The NATO presence is also important because it helps to spot the illegal crossings, helping to reduce them, then reporting them to the Greek coast guard and to the Turkish authorities, and also Frontex. NATO presence in the Aegean Sea is also important because it helps to strengthen the cooperation between Turkey and Greece. Turkey and Frontex and all of this is important to address the situation to the Aegean Sea.

Let"s focus on the Aegean Sea. You know that there are also other problems there. There are continuous tensions and threats by Turkey (that NATO theoretically cannot address). Nevertheless, these tensions create problems in the alliance because you have two allies spending capabilities that they could use to help the Alliance. Especially in the case of Greece, there is a waste of capabilities to protect the Greek territory against another member-state. Don’t you think that this is a paradox that the alliance should in one way or another address?

We are aware of the differences between Greece and Turkey. Both are highly valued allies. They are both contributing in collective defense but at the same time we are aware of the differences, especially at some of the islands in the Aegean Sea. Therefore I very much welcome the fact that there is direct contact between Greece and Turkey addressing these issues. I know that the two PMs, the PM of Greece and the PM of Turkey, speak to each other. NATO is a forum for bringing Greece and Τurkey together. For instance, during our foreign ministers meeting more than a week ago here in Brussels, the foreign ministers of Turkey and Greece met, and I encourage that kind of direct dialogue, and I really hope that the differences can be addressed in a spirit of dialogue and cooperation to solve the differences that we know there are between Greece and Turkey.

Βut we still have illegal activities by Turkey, and threats. There are incidents involving Greek vessels and coast guard ships. We even came as far as two Greek soldiers being detained for almost two months in a Turkish prison. One could say that they are political prisoners. Is this a situation that concerns NATO? How do you think such problems can be addressed?

Of course it is always a reason for concern for me and for NATO when there are disagreements, differences between two NATO allies. That"s exactly why we also highlight or underline the importance of direct contact between Greece and Turkey to address these differences. I am for instance aware that there have been some incidents involving ships from Turkey and from Greece.
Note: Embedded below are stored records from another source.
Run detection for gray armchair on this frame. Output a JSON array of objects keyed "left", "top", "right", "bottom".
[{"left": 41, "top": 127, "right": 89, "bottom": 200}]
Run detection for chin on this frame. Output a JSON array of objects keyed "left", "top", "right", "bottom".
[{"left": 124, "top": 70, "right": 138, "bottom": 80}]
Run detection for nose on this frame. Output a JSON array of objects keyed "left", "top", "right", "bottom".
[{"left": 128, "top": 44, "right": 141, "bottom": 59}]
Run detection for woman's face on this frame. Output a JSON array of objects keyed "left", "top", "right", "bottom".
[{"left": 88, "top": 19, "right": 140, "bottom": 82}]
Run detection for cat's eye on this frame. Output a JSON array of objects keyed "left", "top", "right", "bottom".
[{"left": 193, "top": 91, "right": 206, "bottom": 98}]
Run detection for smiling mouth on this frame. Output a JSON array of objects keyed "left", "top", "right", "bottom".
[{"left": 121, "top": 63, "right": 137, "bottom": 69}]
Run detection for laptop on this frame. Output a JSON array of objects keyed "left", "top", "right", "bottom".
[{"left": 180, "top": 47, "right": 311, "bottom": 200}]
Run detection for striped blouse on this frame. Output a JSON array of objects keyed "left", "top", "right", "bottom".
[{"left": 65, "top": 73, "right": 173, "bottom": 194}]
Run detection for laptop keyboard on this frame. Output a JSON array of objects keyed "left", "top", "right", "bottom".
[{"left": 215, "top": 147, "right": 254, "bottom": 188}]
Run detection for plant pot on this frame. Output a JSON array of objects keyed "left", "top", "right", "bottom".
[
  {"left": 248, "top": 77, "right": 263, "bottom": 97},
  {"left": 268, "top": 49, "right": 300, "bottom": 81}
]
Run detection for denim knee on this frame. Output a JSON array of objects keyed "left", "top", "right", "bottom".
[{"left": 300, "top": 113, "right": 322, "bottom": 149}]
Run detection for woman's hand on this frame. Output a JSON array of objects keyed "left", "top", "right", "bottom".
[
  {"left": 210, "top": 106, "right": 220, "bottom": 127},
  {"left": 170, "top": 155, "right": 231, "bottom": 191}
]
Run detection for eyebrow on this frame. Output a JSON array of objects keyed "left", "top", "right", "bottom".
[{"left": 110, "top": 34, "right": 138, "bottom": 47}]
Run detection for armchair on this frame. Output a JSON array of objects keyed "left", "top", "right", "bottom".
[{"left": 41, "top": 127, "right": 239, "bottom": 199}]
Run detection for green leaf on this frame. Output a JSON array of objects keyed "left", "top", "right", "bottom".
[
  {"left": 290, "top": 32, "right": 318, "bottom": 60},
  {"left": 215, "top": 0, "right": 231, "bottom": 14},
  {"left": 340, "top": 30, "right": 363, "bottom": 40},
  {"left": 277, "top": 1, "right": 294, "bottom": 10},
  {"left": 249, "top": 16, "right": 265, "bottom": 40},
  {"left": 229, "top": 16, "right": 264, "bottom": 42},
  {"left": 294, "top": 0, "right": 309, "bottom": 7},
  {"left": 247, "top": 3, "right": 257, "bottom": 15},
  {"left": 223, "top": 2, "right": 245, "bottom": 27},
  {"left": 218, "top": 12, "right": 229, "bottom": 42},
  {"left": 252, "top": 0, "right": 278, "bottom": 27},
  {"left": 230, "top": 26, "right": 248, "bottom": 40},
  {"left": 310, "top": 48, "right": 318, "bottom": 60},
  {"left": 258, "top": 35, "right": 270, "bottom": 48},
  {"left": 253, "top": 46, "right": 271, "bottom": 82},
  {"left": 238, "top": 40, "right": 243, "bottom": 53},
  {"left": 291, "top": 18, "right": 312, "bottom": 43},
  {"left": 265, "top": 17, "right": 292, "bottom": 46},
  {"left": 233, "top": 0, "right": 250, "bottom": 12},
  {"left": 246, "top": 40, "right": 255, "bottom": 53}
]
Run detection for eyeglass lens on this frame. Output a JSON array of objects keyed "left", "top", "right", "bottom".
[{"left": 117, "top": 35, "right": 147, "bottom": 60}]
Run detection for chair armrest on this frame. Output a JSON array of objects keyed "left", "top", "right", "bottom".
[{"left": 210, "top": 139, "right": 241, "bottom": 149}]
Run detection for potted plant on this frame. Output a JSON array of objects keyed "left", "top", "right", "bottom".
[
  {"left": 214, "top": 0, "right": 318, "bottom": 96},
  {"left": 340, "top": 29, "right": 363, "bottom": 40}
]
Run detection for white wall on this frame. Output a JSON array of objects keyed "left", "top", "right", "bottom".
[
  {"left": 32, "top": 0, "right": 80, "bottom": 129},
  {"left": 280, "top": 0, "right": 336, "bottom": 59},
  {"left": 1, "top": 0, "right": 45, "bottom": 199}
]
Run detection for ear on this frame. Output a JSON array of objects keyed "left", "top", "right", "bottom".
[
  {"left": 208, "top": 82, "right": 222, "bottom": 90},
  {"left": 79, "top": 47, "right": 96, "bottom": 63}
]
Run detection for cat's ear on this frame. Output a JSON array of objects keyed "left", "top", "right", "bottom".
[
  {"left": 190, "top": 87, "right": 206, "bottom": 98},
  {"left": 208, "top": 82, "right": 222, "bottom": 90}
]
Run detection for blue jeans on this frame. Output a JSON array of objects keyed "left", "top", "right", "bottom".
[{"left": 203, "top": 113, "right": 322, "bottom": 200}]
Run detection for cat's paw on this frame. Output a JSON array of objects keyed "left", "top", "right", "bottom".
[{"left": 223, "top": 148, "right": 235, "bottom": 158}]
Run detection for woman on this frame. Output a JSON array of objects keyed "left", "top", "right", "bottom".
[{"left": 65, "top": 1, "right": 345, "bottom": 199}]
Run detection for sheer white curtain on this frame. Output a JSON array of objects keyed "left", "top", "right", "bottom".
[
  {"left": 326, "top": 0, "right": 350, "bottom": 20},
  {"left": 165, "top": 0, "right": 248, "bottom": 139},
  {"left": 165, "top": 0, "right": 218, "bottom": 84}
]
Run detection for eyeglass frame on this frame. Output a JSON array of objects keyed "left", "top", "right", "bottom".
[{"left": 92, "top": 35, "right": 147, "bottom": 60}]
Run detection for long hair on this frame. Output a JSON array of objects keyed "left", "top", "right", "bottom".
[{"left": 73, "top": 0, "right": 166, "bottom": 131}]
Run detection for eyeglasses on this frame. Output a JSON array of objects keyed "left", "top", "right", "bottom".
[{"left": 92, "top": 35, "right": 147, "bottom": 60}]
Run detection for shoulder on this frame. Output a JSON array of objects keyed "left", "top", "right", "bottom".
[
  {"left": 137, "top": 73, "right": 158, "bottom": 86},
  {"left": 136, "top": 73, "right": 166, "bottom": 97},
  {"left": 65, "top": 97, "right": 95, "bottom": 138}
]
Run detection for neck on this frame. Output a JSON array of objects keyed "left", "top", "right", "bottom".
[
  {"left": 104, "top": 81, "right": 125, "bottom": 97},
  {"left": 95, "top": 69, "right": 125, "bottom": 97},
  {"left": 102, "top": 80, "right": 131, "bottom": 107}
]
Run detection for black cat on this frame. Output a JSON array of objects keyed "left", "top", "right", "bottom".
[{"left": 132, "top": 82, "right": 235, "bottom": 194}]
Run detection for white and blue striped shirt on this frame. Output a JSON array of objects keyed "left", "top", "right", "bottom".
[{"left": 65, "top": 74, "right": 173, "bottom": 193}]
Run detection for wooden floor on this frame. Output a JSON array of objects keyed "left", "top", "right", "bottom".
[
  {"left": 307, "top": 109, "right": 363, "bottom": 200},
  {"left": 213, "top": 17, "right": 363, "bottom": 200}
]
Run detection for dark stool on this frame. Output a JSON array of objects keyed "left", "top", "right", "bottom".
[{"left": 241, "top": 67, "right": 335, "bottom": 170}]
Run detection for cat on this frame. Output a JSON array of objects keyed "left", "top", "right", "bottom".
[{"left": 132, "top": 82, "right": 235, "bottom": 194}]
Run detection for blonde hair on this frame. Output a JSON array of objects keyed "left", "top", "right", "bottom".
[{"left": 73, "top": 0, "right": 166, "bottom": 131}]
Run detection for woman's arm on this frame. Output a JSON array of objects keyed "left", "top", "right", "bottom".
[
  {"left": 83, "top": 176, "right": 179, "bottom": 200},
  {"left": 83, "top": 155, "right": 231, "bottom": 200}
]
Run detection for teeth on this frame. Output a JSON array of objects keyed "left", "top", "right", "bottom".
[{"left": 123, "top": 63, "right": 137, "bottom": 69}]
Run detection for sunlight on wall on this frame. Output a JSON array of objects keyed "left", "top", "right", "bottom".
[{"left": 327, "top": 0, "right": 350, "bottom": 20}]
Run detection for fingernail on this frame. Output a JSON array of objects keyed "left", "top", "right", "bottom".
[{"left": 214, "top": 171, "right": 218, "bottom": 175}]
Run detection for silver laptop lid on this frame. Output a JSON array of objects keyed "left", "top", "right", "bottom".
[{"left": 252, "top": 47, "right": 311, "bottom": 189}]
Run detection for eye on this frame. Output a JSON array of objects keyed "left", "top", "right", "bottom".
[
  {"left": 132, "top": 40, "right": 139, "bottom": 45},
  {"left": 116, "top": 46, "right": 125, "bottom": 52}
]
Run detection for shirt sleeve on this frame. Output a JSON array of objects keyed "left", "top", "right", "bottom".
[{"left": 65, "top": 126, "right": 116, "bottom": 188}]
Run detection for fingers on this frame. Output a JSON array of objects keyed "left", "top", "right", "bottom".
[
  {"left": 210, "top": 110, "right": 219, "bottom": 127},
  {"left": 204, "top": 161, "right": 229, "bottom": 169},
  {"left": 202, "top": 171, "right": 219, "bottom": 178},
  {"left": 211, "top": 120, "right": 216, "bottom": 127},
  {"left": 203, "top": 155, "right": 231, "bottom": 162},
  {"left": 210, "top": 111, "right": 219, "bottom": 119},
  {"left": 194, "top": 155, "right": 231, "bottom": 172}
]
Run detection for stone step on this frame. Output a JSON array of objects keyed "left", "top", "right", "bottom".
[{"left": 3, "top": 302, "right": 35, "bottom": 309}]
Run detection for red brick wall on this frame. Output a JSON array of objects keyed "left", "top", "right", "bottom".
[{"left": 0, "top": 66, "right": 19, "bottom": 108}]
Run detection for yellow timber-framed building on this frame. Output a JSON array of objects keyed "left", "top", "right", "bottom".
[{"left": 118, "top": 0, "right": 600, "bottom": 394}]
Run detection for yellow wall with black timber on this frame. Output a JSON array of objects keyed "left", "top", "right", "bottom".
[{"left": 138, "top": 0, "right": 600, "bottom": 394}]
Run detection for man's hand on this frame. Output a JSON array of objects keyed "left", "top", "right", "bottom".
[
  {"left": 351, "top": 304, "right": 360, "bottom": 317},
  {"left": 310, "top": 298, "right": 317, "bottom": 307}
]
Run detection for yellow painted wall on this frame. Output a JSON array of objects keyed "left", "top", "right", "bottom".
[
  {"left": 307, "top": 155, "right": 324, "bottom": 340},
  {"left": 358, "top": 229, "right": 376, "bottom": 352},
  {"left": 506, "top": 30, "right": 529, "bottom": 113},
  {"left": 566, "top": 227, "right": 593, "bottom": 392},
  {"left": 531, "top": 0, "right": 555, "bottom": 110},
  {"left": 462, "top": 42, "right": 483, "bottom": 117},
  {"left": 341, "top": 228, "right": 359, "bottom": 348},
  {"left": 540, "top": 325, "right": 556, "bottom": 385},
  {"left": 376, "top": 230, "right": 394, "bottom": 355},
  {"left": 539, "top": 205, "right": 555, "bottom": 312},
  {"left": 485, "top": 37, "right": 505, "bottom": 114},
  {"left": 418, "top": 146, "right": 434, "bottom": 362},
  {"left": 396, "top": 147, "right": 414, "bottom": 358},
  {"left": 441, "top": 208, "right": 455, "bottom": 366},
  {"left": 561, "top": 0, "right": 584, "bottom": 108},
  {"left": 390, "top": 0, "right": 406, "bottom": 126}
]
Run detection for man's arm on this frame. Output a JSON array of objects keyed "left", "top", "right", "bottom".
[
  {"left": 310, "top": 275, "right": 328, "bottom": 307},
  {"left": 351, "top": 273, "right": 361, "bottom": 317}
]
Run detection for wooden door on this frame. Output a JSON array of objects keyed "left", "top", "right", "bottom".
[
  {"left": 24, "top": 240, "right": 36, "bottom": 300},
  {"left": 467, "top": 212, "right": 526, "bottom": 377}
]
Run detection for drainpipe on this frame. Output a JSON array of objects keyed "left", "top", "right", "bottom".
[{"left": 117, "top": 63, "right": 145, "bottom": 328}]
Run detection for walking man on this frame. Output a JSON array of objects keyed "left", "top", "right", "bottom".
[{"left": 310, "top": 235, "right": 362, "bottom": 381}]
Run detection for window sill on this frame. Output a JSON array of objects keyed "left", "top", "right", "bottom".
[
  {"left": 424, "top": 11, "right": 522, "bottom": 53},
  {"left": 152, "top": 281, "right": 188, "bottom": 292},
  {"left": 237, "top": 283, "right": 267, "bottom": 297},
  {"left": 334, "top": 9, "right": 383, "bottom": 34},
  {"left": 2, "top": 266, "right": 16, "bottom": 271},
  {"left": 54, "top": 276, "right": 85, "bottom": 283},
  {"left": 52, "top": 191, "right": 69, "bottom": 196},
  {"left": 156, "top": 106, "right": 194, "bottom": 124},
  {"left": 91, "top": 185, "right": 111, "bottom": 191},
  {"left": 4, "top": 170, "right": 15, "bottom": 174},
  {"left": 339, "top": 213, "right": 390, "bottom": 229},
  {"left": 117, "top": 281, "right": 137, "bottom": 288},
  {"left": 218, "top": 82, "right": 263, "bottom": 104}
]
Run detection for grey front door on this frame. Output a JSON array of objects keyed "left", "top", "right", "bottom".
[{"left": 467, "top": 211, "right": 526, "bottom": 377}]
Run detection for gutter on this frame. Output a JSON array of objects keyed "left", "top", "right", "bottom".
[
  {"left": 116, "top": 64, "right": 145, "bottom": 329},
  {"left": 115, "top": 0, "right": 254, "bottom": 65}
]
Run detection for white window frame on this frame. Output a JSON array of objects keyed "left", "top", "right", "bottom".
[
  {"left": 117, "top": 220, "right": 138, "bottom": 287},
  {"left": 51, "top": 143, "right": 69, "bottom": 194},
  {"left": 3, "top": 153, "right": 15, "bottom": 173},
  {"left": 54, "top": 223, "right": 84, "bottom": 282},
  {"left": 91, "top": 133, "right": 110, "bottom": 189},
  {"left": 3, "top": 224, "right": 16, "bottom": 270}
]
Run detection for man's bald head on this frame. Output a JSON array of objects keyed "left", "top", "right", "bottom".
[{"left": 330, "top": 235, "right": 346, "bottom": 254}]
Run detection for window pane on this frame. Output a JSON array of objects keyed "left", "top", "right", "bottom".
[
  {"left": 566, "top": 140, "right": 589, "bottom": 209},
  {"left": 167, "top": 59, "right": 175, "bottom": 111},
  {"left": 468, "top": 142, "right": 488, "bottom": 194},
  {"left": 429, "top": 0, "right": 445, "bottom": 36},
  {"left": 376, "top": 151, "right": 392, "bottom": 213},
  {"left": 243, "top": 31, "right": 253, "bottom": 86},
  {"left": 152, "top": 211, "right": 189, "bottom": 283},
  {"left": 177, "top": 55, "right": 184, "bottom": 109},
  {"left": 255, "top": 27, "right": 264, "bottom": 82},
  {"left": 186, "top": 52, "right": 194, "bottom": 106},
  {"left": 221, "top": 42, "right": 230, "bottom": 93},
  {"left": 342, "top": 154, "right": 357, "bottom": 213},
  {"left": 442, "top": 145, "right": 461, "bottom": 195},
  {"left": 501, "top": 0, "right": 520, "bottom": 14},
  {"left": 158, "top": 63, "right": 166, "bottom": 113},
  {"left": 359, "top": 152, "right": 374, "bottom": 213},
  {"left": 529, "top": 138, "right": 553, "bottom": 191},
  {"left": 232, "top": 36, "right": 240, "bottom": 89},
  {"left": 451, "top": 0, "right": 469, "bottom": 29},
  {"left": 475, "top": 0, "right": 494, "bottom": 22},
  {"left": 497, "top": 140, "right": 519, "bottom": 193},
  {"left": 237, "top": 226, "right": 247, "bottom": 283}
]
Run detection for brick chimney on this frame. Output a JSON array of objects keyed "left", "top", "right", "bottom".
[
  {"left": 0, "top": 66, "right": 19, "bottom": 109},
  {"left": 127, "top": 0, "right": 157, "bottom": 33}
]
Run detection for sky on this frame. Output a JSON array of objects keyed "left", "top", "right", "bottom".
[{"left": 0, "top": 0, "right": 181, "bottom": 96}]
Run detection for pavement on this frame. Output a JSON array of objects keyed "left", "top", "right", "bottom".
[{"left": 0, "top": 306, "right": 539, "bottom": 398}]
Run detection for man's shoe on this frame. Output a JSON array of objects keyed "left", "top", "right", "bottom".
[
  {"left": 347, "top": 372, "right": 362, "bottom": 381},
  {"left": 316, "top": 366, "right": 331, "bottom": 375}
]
The latest one which took place a few days ago, we have been told that there have been no serious injuries and no serious damage but at the same time we know that the ship was under control to make sure there is no serious damage.

So of course this is something which creates concern when we see these kinds of incidents. But the way to address them is by direct contact between two allies, between Greece and Turkey, and I really hope that is possible to address these incidents and disagreements in the spirit of good neighborly relations to try to solve the differences.

What about the detention of the two Greek soldiers, do you think that NATO could help in any way?

This is the same kind of issue. There are disagreements, differences between NATO allies, but I think that it is something which illustrates that for NATO, which represents 29 allies and in which all decisions are made by consensus, there are no instruments to address differences between allies. So therefore we very much urge Turkey and Greece to address these issues in direct contacts between the two allies. I have of course discussed these issues both with the leadership in Ankara, with the Turkish political leadership, but I have also discussed it with the Greek political leadership: for instance, in my meeting with both the Greek Foreign Minister and also before that, with the Greek Defense Minister. I have discussed this several times and addressed the issue in my meetings both in Athens and in Ankara.